Vous aviez fait con­nais­sance avec Sedat Peker, youtubeur de la mafia le plus con­nu en Turquie… Eh bien, à la veille des élec­tions une  ver­sion de Diyarbakır, dans le style je bal­ance et je racon­te tout, s’est mon­trée sur les réseaux. Il s’ap­pelle Muhammed Yakut.. Il soulève, lui aus­si, beau­coup de poussières…

Qu’on ne se méprenne pas. Il ne s’ag­it pas de pudi­bon­derie ou de rigueur morale dans cet arti­cle, mais de mise en lumière de ce que peut pro­duire un pou­voir cor­rompu comme “fonds de poubelle”, par des per­son­nes qui par­ticipent elles-mêmes de ces proces­sus de décom­po­si­tion. Cette lumière crue con­traste avec l’ap­parence et les déc­la­ra­tions de façade, elles pudi­bon­des, morales et bigotes.

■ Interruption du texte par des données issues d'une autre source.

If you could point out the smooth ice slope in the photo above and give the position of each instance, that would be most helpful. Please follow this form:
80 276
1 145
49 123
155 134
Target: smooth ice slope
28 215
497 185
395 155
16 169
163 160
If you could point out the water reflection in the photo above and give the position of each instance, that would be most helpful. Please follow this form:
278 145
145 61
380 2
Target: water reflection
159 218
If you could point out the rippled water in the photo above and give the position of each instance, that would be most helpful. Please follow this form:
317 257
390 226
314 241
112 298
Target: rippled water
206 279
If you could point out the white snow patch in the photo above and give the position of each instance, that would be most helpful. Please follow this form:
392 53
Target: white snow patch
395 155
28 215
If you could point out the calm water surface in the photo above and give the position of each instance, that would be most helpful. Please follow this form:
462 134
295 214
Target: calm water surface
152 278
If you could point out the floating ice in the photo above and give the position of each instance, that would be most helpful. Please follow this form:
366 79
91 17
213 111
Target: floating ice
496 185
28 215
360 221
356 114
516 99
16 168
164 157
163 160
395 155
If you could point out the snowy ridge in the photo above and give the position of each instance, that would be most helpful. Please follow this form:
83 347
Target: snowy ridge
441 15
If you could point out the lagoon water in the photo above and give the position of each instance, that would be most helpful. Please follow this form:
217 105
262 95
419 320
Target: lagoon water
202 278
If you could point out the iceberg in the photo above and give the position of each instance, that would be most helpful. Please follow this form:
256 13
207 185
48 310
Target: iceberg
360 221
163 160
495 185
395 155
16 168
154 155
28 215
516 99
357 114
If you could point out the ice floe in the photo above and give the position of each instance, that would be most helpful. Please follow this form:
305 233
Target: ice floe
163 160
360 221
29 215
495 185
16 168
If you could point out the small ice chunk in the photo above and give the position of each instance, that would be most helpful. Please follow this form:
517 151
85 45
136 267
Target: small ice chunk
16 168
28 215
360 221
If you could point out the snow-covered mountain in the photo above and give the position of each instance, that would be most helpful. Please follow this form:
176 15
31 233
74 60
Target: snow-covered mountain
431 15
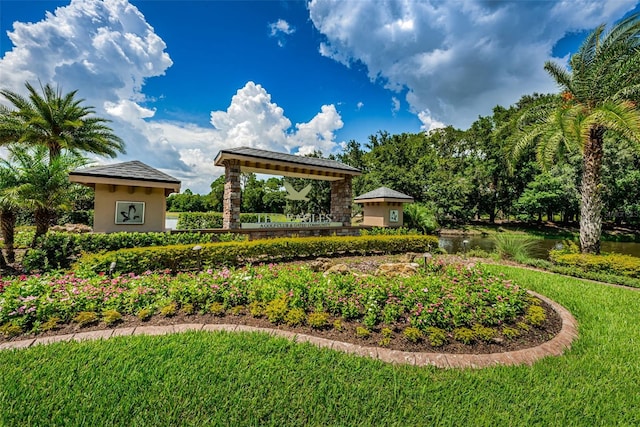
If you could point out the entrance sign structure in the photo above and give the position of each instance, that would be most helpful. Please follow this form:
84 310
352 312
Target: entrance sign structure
129 196
245 159
382 207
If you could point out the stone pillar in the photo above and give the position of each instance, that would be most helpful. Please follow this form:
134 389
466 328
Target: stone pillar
232 192
341 201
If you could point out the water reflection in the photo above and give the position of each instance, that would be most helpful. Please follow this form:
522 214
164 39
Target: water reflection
453 244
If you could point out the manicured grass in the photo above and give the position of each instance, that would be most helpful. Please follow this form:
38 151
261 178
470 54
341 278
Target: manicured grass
252 379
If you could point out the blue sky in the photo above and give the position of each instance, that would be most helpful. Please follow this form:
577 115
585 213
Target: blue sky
183 79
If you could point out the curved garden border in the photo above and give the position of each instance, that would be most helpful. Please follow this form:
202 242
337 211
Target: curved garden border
554 347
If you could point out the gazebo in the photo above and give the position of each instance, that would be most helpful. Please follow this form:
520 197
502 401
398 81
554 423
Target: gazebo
129 196
382 207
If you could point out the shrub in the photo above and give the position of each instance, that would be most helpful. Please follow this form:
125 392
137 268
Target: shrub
276 310
111 317
10 329
319 320
362 332
535 315
169 310
145 314
85 318
295 317
464 335
437 337
513 246
412 334
484 333
216 308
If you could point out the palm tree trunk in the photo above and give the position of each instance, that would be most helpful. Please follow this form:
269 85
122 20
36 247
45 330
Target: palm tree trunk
591 204
7 226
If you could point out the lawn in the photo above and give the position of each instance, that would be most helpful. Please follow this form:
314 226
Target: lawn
203 378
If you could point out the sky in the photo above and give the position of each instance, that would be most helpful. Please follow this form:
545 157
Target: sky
181 80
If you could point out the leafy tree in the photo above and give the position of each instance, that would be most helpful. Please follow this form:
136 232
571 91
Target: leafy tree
43 185
599 99
57 122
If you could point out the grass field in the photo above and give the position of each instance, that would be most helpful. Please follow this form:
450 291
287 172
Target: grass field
252 379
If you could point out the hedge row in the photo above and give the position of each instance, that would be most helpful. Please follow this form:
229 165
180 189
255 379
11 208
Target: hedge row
204 220
617 264
58 250
189 257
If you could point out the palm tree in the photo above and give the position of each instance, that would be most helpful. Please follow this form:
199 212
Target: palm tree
8 212
598 105
57 122
43 185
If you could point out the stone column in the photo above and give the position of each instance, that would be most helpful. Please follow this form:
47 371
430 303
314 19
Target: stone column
232 192
341 201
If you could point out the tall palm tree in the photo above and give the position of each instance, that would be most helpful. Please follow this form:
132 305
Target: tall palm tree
9 206
57 122
598 105
43 185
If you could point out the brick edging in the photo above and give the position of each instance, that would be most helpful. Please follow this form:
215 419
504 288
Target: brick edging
555 347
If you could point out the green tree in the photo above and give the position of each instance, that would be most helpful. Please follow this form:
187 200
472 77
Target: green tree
599 98
43 185
57 122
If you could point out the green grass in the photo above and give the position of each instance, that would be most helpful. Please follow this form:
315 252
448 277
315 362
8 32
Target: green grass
252 379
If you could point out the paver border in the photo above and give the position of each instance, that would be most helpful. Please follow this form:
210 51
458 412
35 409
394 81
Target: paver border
554 347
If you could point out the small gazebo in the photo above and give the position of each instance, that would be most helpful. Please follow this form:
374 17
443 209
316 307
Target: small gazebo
129 196
382 207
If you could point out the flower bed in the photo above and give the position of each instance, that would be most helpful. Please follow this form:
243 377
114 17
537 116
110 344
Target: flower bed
454 302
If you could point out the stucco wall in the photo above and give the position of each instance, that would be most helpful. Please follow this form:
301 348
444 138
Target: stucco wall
377 215
106 197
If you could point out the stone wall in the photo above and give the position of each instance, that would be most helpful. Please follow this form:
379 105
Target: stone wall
341 201
232 192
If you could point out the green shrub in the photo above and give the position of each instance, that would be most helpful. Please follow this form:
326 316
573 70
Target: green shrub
295 317
180 257
10 329
412 334
318 320
256 308
85 318
616 264
145 314
362 332
111 317
535 315
169 310
484 333
437 337
464 335
216 308
51 324
514 246
276 310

Ils volent l’E­tat” dit Muhammed Yakut. Il attaque nom­mé­ment de nom­breux hommes d’E­tat, sur leur pat­ri­moine “siphon­né”, révèle par­fois des doc­u­ments… Mais aus­si sur leur vie privée, en appuyant sur le fait que le style de vie qu’ils exposent, et qui se veut moral, religieux, digne, ne cor­re­spond en rien à la réal­ité. Comme il ne fait pas dans la den­telle, il dévoile celles et ceux qui usent et abusent de l’al­cool, encore mieux de drogues dures, leurs aven­tures extra-con­ju­gales, mais aus­si leur rela­tions homo­sex­uelles. Évidem­ment, pour nous au Kedis­tan, et vous serez cer­taine­ment d’ac­cord, la vie privée et gen­rée de chaque per­son­ne lui appar­tient. Mais les révéla­tions de Muhammed Yakut pren­nent une autre enver­gure, et créent d’énormes réac­tions sur les réseaux soci­aux et dans les médias, lorsque les per­son­nes en ques­tion, mènent des poli­tiques totale­ment con­ser­va­tri­ces, dont elles pré­ten­dent être les “mod­èles irréprochables”, et encore, en pleine cam­pagne élec­torale, bâtis­sent toute leur pro­pa­gande sur le ren­force­ment de la famille, et des pro­pos homo­phobes, anti LGBTIQ+, éructent des inep­ties telles que “les électeurs de l’op­po­si­tion sont tous des athées qui pico­lent”. Le 18 avril dernier, Erdoğan annonçait une nième fois “Nous lut­terons effi­cace­ment con­tre les ten­dances déviantes telles que les LGBT qui men­a­cent notre struc­ture famil­iale.” Pour­tant, le même Recep Tayyip Erdoğan, déclarait avant les élec­tions de 2002, sans doute selon les besoins élec­toraux du moment : “les homo­sex­uels devraient être pro­tégés par la loi”.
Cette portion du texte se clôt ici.